Do you ever get the feeling that life was never meant to be so complicated? On occasions I have watched a television show called "Hoarders", about people who allow their homes to be consumed by "stuff". It has gotten so bad for some of these people that their homes have been condemned and they are no longer allowed to live there with all their "stuff". It is sad to watch. I am convinced that the vast majority of us do this with our lives. We fill it with junk emotions, useless arguments, silly controversies, and "stuff". We are even willing to sacrifice friendships over these things, arguments over nothing. Much of the problem comes from refusing to grow up spiritually.
Our Father has never desired for us to hoard away our bitterness, pain, hatred, jealousies, loss or anything else he has set us free from. These things remain with us and become part of us when we refuse to be mature about things and apologize or seek forgiveness. In fact, I would say the one thing we have the hardest time getting rid of is unforgiveness. The toughest maturity lesson we have to learn is to love (not just forgive) those who have harmed us. The very natural human thing for us to do is seek justice and we will not let go of the negative until we have this justice. The problem is that justice may satisfy that natural hunger but it does nothing for our unforgiveness.
This lack of forgiveness leads to all kinds of other "stuff" taking up residence, like bitterness, resentment, and hatred. Unforgiveness will act like a wedge in any relationship, husband and wife, parent and child, friends, widening the gap every day it is left unattended. It fills up so much of our life that it crowds out all other legitimate emotions so that it begins to affect our relationship with other people, the innocent by-standers.
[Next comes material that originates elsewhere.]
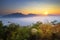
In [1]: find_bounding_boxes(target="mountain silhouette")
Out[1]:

I may be putting this in a wordy human term but it is a spiritual truth that we must accept, learn and live if we want to move on to greater spiritual things. It is good for our physical, mental and spiritual health. Jesus said the only solution to unforgiveness is love:
You have heard that it was said, ‘Love your neighbor and hate your enemy.’ But I tell you: Love your enemies and pray for those who persecute you, that you may be sons of your Father in heaven. (Matthew 5:43-45)
A "son" develops the character of his Father. This is an in-your-face character of our Father and it is clear that he expects us to develop this same character. So how do you make excuses to legitimize your illegitimate emotions? If Jesus Christ is our Lord and if we are determined to be his followers then we cannot be hoarders of illegitimate emotions that stunt our growth. It is not an easy thing but the more we understand God's love the easier forgiveness flows.
Some think that following Jesus Christ is the easy way out but when you realize that we are called to be just like him and to do what he did then you realize just how different from this world we are intended to be:
If you love those who love you, what reward will you get? Are not even the tax collectors doing that? And if you greet only your brothers, what are you doing more than others? Do not even pagans do that? Be perfect, therefore, as your heavenly Father is perfect. (Matthew 5:46-48)
Somehow we have turned God into our personal little genie who we want to grant us our wishes. We have allowed faith to become all about us as we continue to live like everyone else on this planet. But we have been re-created for something greater than this. We are not like we were because we have been given a greater capacity to love with the love of the Lord. The greatest act of love is forgiveness; the Father showed us that.
So this is an easy measuring tool if we are willing to be honest with ourselves. It should be easy for us to tell whether we are moving on to greater spiritual maturity or if we are burying ourselves alive with our emotional hoarding. Soon as you feel bitterness, jealousy, anger, even hatred, look for any root of unforgiveness. If you have not matured to the point where love produces an ample supply of forgiveness, even for the people who hate you the most, you need to ask the Father and he will supply what you need. If we cannot forgive we have no right to refer to ourselves as Christians, followers of Jesus, the children of God. It is time to end our hoarding and grow up into the whole measure of the fullness of Jesus. It is time to get back to the simple life.